= Margaret of Trent =

Companion of Fra Dolcino of Novara (d. 1307)

Margaret of Trent (died 1 June 1307) was the companion of Fra Dolcino of Novara, leader of the heretical New Apostles, from at least December 1303 until her death. She was a native of Trent or possibly Arco.

In a deposition taken in Bologna on 22 September 1304, Rolandino, one of the Apostles, described Margaret as from Trent and a companion of Dolcino for the past year. In 1302–1303, according to Rolandino, Dolcino had been accompanied on his preaching tour of the Trentino by Cara da Modena, a woman and fellow preacher. In Dolcino's second letter of December 1303, however, he lists the leaders of his movement in order of precedence with himself first as rector (leader) and his sister Margaret second as "his beloved above all". They are followed by the brothers Longino da Bergamo, Alberto da Cimego, Baldrico da Brescia and Federico Grampa di Novara. The same hierarchy is described as current by Rolandino in his deposition.
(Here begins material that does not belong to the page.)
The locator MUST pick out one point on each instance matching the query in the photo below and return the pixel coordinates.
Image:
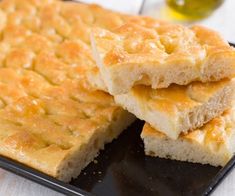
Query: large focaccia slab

Margaret's rise to prominence appears to have been rapid, given the presence of another woman, Cara, beside Dolcino earlier in the year. It is not known if the choice of a woman as his companion had significance to the movement or was merely coincidental. No other women leaders are known among the Apostles. In his writings, the inquisitor Bernard Gui accuses Margaret of being Dolcino's concubine (amasia), but his accusation is of little worth on its own. He also calls Margaret "his partner in crime and heresy" and a "mischievous woman". He admits that Dolcino denies any physical relationship, claiming that he treated Margaret "in the manner of a sister in Christ, modestly and honestly". According to Gui, when Margaret became pregnant Dolcino claimed that she was impregnated by the Holy Spirit. Gui heightens the implausibility of Dolcino's claim by describing Margaret, in Italian in an otherwise Latin text, as "the beauty" (la bella), a description picked up by the anonymous Historia fratris Dulcini and by Benvenuto da Imola, who writes of her "immense beauty".

In 1306, Pope Clement V declared a crusade against the followers of Fra Dolcino, who took refuge in the Val Sesia. On 23 March 1307, Raniero Avogadro, bishop of Vercelli, led the final attack on the New Apostles. Dolcino, Margaret and Longino were captured. They were brought to Biella on 25 March. After a secular trial by a council of wise men, according to the Historia fratris Dulcini, they were burned at the stake on the banks of the Cervo near Vercelli on 1 June 1307. Margaret was burned first before Dolcino's eyes. Gui gives a slightly different account. He has Margaret torn to pieces before Dolcino's eyes before the latter met the same fate. Their dismembered corpses were then cremated.

On 31 December 1332, Margaret's brother Boninsegna, son of Oddorico da Arco, a nobleman, testified that about 28 years earlier his sister and four other young women along with several young men had joined the New Apostles and died at the stake. But two years earlier, according to Boninsegna, he had learned that she was alive and living in Vicenza under the name Maria. She had been imprisoned for three years, released by the Inquisition, married and had a fifteen-year-old son. There is no other source that mentions Margaret's survival and it is likely that the story of her escape was concocted to posthumously rehabilitate her.